Following the idea of a semi-automatic ABC developed by Fearnhead & Prangle (2012), the summary statistics for the algorithm is first based on the prediction from a linear model, and the Euclidean distance is employed to link these summary statistics with those calculated on the observed data set. Second, the approach of Fearnhead & Prangle (2012) is extended to allows for a more flexible regression model being a Gaussian process (GP) regression applied to each parameter separately.

The regressors in these models consist of various features extracted from the high dimensional output of the SDE simulator. The lack of alignment between the output points on the membrane over time and time-varying dimensions of the data pose additional difficulties.

Due to the stochastic nature of the model, the features extracted have to be scale, translation and rotation invariant. Hence, PCA based on Fourier transforms of the signals and cell contours is implemented leading to the extraction of several resulting features. In addition, the time series of ratios of cell area to its perimeter is investigated and the label of a model best fitting to this series taken as an explanatory variable. Other features extracted include the ratio between the minimum and maximum "radius" of the cell (with a radius being the distance from the cell's midpoint to a point on a membrane), total distance traveled by the cell's midpoint, and the distance to furthest destination reached by the cell's midpoint.

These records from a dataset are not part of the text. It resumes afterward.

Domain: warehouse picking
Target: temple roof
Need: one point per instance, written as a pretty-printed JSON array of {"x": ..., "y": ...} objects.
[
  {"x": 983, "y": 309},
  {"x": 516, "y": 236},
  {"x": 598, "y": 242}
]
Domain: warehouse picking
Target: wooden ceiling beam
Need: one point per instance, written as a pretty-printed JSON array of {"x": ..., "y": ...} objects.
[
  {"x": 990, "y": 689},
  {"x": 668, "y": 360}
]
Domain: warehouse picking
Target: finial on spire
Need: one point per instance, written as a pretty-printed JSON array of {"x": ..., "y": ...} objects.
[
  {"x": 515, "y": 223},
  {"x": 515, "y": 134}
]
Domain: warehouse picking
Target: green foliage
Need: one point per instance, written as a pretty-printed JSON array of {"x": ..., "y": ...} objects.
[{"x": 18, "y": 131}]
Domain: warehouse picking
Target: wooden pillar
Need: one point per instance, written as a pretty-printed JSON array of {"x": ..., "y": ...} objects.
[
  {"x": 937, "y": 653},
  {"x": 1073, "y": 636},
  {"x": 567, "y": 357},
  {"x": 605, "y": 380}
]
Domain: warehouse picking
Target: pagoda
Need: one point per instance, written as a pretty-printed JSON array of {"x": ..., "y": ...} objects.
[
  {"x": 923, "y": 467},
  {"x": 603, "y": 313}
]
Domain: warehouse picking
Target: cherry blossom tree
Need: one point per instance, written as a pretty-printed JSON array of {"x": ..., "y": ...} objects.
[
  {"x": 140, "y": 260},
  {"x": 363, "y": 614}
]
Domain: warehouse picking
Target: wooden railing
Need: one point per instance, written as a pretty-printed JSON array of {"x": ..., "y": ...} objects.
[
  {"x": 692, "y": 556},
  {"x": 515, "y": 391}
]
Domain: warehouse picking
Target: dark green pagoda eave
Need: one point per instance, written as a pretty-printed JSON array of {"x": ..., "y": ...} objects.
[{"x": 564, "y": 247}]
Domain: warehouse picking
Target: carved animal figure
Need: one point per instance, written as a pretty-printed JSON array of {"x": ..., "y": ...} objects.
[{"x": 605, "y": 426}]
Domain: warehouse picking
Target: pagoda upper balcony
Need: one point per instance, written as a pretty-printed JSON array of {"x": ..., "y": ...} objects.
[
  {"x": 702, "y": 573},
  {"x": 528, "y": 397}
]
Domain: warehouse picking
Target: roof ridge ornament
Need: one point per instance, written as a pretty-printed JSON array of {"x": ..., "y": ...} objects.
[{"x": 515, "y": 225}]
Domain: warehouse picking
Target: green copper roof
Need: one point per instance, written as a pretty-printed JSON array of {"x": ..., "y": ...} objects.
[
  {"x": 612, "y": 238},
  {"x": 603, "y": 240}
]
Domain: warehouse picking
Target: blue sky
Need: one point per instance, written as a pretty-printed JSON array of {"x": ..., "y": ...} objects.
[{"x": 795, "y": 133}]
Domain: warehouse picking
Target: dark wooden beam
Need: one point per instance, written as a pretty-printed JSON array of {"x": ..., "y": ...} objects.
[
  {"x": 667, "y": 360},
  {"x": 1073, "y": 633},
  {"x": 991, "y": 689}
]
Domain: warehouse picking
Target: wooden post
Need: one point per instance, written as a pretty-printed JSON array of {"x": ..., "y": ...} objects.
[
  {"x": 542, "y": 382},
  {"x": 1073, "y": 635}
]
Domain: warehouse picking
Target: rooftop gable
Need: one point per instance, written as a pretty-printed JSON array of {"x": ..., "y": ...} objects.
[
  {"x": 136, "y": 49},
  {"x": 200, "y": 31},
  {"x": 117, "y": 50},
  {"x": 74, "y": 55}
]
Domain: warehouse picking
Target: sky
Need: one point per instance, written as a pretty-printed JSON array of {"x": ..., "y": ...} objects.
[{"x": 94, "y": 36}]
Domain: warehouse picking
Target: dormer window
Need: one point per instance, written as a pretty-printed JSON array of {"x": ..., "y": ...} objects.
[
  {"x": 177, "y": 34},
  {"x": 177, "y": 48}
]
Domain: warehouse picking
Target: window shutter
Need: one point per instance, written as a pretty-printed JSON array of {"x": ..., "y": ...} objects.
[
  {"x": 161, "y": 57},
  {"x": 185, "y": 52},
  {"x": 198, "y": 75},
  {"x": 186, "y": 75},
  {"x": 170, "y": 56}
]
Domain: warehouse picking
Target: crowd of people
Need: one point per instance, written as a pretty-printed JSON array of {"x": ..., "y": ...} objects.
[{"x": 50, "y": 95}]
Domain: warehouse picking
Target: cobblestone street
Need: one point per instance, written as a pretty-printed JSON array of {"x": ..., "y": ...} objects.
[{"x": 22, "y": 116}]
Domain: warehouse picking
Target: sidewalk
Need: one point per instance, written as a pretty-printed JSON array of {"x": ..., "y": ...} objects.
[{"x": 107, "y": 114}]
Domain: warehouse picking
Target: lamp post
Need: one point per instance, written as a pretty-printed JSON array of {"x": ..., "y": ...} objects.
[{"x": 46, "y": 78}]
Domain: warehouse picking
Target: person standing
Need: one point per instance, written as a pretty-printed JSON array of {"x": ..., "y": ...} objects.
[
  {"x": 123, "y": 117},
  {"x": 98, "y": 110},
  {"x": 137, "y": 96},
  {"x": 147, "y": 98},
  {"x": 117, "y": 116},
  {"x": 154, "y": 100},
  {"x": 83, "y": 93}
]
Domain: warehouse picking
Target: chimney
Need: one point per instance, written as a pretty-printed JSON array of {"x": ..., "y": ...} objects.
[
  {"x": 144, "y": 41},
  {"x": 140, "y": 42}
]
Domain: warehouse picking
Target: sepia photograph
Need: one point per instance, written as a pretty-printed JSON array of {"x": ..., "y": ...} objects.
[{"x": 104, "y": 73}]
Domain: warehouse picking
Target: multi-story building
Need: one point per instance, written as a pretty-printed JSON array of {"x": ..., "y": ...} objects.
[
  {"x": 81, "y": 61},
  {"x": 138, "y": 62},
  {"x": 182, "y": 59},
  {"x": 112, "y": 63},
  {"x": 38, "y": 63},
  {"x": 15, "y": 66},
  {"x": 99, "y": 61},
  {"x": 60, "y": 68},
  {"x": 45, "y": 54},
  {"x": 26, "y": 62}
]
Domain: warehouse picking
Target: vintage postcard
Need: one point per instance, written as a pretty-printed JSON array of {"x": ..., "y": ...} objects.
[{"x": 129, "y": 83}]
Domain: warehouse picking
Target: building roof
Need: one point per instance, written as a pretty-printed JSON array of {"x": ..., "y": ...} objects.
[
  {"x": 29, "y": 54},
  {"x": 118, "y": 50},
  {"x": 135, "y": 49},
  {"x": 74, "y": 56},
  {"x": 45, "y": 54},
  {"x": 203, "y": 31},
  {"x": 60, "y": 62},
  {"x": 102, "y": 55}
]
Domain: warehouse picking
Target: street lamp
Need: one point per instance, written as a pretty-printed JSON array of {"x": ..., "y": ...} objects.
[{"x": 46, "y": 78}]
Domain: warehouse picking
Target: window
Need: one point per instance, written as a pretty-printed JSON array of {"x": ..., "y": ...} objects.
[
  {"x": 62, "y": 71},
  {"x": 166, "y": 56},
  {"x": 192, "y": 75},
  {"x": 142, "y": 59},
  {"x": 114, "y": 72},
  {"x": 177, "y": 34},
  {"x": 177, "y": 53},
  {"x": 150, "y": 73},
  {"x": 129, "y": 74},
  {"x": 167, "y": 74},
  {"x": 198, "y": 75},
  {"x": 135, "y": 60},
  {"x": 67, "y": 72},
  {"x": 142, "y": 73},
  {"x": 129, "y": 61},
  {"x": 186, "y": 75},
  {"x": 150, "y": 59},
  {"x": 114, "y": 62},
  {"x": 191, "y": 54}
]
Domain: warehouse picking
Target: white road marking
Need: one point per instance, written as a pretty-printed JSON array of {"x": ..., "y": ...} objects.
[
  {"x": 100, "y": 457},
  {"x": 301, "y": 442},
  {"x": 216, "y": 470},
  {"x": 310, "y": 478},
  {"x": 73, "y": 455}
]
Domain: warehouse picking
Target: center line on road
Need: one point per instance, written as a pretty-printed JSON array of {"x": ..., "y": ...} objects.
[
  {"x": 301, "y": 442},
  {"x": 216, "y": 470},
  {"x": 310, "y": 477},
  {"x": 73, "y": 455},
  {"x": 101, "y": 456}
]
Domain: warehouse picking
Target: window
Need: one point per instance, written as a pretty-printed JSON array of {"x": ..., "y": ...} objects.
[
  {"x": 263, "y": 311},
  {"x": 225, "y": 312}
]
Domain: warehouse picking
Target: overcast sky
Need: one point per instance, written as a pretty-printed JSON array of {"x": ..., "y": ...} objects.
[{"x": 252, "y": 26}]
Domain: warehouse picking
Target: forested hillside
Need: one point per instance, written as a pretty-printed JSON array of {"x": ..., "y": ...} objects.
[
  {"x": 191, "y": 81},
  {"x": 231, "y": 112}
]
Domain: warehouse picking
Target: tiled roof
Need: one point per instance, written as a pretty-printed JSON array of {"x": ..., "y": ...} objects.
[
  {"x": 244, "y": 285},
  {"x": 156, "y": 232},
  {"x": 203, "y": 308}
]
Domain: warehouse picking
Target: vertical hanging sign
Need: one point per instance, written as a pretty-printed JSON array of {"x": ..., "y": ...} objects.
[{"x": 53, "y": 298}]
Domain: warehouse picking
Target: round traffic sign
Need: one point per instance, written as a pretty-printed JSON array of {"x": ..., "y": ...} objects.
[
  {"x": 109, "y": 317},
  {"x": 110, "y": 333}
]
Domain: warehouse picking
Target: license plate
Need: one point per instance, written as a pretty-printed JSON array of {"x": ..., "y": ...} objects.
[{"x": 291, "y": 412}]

Since the observed data for the Additional Challenge consists of a cell's membrane coordinates over time, while for Model 3 this contains further signals normally unobserved in laboratory experiments, 31 and 56 features were considered for each of the models, respectively.

Both the linear model and GP regression model were trained on a set of 1000 points generated from a Sobol sequence. Due to unspecified parameter ranges for the problem, the bounds for the space filling design are set to [0.5Θ, 2Θ], where Θ denotes the default parameter value from the Supplementary Notes by Luke Tweedy provided by the Organisers.